スーツの胸ポケットに忍ばせて持ち歩いたりもしています。
内容が素晴らしいのだ。
私が幼い頃、田舎の祖母は一緒に読経こそしてくれたが、般若心経の意味までは教えてくれなかった。
子供には難し過ぎたからかもしれない。
いや、祖母も意味までは知らなかったのかもしれない。
先祖の供養のため、ある種のおまじないや呪文のつもりで、心を込めて読経していただけなのかもしれない。
(そうした態度自体は何も間違いではない。実際、般若心経の最後の部分はガチのマジでただの呪文だ。)
東洋哲学の入門書など読むと、ますます仏教に興味が湧いてきます。
これなどとても面白かった。

ヤージュニャヴァルキャの「梵我一如」
↓
釈迦(ゴータマ・シッダルタ)の「無我」
↓
龍樹(ナーガールジュナ)の「空」
というインド哲学の大まかな流れが書かれている。
(中国の諸子百家や日本仏教についても書かれている)
私としては、日本仏教よりも、龍樹までの時代のインド仏教、原始仏教に興味がある。
入門書ではなく、もっと本格的なものを読んでみたい。
だが、何から読むべきやら。
ヤージュニャヴァルキャが登場する『ブリハッド・アーラニヤカ・ウパニシャッド』の全訳など、非常に分厚く、2万円以上と高額だ。
しかも、釈迦が登場するより以前のインド哲学ということで、心理的にハードルが高いというか、気が遠くなってしまう。
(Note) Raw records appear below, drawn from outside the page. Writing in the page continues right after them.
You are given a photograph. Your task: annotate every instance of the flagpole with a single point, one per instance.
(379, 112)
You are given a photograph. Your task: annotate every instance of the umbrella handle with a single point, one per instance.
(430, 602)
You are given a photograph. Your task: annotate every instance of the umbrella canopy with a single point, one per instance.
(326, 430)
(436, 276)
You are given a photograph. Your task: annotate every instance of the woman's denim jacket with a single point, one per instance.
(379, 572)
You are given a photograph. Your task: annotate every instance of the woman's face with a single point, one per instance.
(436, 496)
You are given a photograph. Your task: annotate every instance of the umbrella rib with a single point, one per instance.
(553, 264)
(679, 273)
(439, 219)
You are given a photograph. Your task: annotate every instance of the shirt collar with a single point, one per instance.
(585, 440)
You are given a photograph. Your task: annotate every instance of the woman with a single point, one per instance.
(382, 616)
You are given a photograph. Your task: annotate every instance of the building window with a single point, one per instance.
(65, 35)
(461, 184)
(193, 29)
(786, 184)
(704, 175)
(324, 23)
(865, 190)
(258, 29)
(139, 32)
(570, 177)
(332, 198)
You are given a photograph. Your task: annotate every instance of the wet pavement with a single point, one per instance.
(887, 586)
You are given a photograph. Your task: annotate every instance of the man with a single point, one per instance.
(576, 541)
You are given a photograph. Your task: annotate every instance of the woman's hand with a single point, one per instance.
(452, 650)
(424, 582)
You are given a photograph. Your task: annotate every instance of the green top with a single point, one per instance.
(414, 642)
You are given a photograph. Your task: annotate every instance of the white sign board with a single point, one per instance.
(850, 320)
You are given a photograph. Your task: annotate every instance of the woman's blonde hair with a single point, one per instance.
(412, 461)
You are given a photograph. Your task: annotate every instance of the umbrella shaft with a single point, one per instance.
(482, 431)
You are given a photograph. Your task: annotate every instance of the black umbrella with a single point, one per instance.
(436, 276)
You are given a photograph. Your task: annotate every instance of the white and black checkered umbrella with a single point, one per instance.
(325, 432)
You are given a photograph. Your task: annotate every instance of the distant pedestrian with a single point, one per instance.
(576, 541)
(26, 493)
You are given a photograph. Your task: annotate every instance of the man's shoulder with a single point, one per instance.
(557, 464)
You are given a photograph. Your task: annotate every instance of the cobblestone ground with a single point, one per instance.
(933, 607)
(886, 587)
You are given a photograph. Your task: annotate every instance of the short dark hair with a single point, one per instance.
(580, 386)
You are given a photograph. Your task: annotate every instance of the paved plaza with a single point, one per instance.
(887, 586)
釈迦自身の言葉を直接まとめた書物はないかと気になるのだが、どうもはっきりしない。
『スッタニパータ』などはそれっぽい位置づけらしい。

ただし、大乗仏教の僧や熱心な信徒の中には「スッタニパータは釈迦の直説ではない」と主張する人も少なくないんだとか。
(まぁ書かれている内容が大乗仏教の教義と大きくかけ離れているらしいので、否定説はポジショントークみたいなものかもしれないが)
かなりしっかりと理論武装されているらしいが、その分、釈迦自身の教えというより、龍樹カラーが強いのかもしれない。

とりあえず、『スッタニパータ』の邦訳を読んでから、龍樹『中論』の邦訳でも読みますかなぁ。